Biochemical Engineering and Systems Biology Research Group, National Center for Genetic Engineering and Biotechnology, National Science and Technology Development Agency at King Mongkut's University of Technology Thonburi, 49 Soi Thian Thale 25, Tha Kham, Bang Khun Thian, Bangkok 10150, Thailand.
Pilot Plant Development and Training Institute, King Mongkut's University of Technology Thonburi, 49 Soi Thian Thale 25, Tha Kham, Bang Khun Thian, Bangkok 10150, Thailand.
Cells. 2020 Sep 15;9(9):2097. doi: 10.3390/cells9092097.
This study used an in silico metabolic engineering strategy for modifying the metabolic capabilities of under specific conditions as an approach to modifying culture conditions in order to generate the intended outputs. In metabolic models, the basic metabolic fluxes in steady-state metabolic networks have generally been controlled by stoichiometric reactions; however, this approach does not consider the regulatory mechanism of the proteins responsible for the metabolic reactions. The protein regulatory network plays a critical role in the response to stresses, including environmental stress, encountered by an organism. Thus, the integration of the response mechanism of to growth temperature stresses was investigated via simulation of a proteome-based GSMM, in which the boundaries were established by using protein expression levels obtained from quantitative proteomic analysis. The proteome-based flux balance analysis (FBA) under an optimal growth temperature (35 °C), a low growth temperature (22 °C) and a high growth temperature (40 °C) showed biomass yields that closely fit the experimental data obtained in previous research. Moreover, the response mechanism was analyzed by the integration of the proteome and protein-protein interaction (PPI) network, and those data were used to support in silico knockout/overexpression of selected proteins involved in the PPI network. The , wild-type, proteome fluxes under different growth temperatures and those of mutants were compared, and the proteins/enzymes catalyzing the different flux levels were mapped onto their designated pathways for biological interpretation.

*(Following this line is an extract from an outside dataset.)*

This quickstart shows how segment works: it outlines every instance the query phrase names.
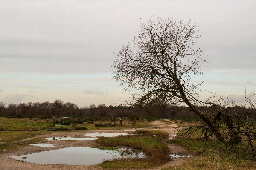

本研究采用了一种基于计算机的代谢工程策略,对特定条件下的 进行代谢能力的修饰,作为一种改变培养条件的方法,以产生预期的产物。在代谢模型中,稳态代谢网络中的基本代谢通量通常由计量反应控制;然而,这种方法并没有考虑负责代谢反应的蛋白质的调节机制。蛋白质调节网络在应对包括环境压力在内的压力方面起着至关重要的作用,这些压力是生物体所面临的。因此,通过模拟基于蛋白质组的 GSMM 来研究 对生长温度应激的响应机制,其中通过使用从定量蛋白质组学分析中获得的蛋白质表达水平来确定边界。基于蛋白质组的通量平衡分析(FBA)在最佳生长温度(35°C)、低生长温度(22°C)和高生长温度(40°C)下显示出与之前研究中获得的实验数据非常吻合的生物量产量。此外,通过整合蛋白质组和蛋白质-蛋白质相互作用(PPI)网络来分析响应机制,并利用这些数据来支持对 PPI 网络中涉及的选定蛋白质进行计算机模拟敲除/过表达。比较了不同生长温度下的 、野生型、蛋白质组通量以及突变体的通量,并将催化不同通量水平的蛋白质/酶映射到它们指定的途径进行生物学解释。